The role of protagonist had changed hands.

And the series had no intention of pretending time had stood still.

The next day, even after hearing from his grandfather the unbelievable story that stretched back across an entire century, Jotaro still had no final answer. Joseph and Avdol were still discussing what had to be done, how DIO should be confronted, which path to take first.

And while the adults were thinking, the very center of that storm remained trapped in a routine so ordinary it was almost ridiculous.

With his schoolbag over one shoulder, Jotaro headed to school.

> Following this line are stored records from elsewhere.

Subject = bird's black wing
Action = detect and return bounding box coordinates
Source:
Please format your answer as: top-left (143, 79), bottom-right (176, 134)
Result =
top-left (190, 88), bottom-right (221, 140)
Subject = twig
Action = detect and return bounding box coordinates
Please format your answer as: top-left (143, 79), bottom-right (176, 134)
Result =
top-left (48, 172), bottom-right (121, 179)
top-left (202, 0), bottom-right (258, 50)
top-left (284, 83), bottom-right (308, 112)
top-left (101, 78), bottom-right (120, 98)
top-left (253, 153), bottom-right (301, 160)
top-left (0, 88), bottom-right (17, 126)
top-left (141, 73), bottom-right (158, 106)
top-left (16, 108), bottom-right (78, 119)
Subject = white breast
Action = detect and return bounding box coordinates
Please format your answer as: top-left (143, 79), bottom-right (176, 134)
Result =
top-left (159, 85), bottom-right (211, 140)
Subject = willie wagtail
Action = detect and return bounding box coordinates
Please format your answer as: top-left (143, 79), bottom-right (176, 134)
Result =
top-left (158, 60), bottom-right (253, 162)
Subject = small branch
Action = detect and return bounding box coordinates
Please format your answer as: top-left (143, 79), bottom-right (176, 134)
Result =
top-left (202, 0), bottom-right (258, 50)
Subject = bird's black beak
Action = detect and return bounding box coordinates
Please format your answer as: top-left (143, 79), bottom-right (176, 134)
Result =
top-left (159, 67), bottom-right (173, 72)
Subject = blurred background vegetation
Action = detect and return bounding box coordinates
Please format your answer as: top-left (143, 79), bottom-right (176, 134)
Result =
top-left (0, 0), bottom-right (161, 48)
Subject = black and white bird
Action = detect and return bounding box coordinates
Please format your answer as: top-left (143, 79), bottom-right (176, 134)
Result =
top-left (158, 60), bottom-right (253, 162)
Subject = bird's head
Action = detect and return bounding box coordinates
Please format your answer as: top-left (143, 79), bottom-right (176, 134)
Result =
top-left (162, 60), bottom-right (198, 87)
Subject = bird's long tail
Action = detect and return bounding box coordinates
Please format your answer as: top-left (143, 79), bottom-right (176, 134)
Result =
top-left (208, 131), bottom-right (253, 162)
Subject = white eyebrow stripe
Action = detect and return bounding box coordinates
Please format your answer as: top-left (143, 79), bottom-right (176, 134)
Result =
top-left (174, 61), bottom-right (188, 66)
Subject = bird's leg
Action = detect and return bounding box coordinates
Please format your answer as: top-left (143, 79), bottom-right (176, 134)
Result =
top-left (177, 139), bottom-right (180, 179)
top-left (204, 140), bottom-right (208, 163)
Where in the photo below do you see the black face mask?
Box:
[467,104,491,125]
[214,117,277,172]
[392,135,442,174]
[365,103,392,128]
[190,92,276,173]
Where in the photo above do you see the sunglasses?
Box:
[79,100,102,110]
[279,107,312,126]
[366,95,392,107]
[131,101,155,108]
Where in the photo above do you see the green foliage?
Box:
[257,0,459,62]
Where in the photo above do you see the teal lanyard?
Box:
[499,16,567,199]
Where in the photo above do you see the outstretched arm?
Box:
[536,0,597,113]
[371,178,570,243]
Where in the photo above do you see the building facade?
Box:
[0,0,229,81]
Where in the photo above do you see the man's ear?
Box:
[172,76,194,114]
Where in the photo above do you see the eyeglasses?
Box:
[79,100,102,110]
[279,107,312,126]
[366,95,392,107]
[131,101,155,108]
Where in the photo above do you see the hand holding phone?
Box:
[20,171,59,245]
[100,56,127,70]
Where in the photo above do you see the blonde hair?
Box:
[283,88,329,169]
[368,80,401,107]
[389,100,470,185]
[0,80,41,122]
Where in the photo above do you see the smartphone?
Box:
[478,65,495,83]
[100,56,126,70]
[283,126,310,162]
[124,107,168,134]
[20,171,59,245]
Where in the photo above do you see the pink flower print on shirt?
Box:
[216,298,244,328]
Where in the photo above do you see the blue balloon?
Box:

He had barely gone a few steps before a crowd of girls swarmed around him as though they had spent the whole morning waiting for that exact moment.

"Ah, JOJO!"

"It's been so long since we saw you!"

"You're still so cool…"

The adoration was immediate, shameless, and almost competitive. Some of them were already beginning to fight for his attention without the slightest embarrassment, throwing little barbs at one another as they tried to get closer. For the audience watching from outside the screen, the scene provoked that inevitable mixture of laughter and envy. It was not new. The characters Alex played always seemed to carry this maddening magnetism, this irritating talent for attracting female attention as though it were a law of nature.

Then Jotaro stopped, turned sharply, and exploded:

"Shut up! Don't you people ever get tired of being annoying?!"

The shout came so suddenly that it startled the audience and froze the girls around him for an instant. Any reasonable viewer would have expected the obvious outcome: tears, offense, retreat, resentment. After all, if someone with that size, that presence, and that voice barked at you from only a few steps away, trembling would be the most natural response.

But what came next destroyed common sense completely.

"Ahhh! He talked to me!"

"He was talking to me!"

"JOJO, look at me!"

Their devotion did not weaken in the slightest. If anything, it only intensified. And in that moment, even the calmest men watching were left speechless. The comment section was overtaken by a flood of question marks, as though no one could come up with a better reaction than that.

Because in the end, the conclusion was humiliatingly simple.

With a face like that, a presence like that, and an aura no one else could replicate, even rudeness looked like charm.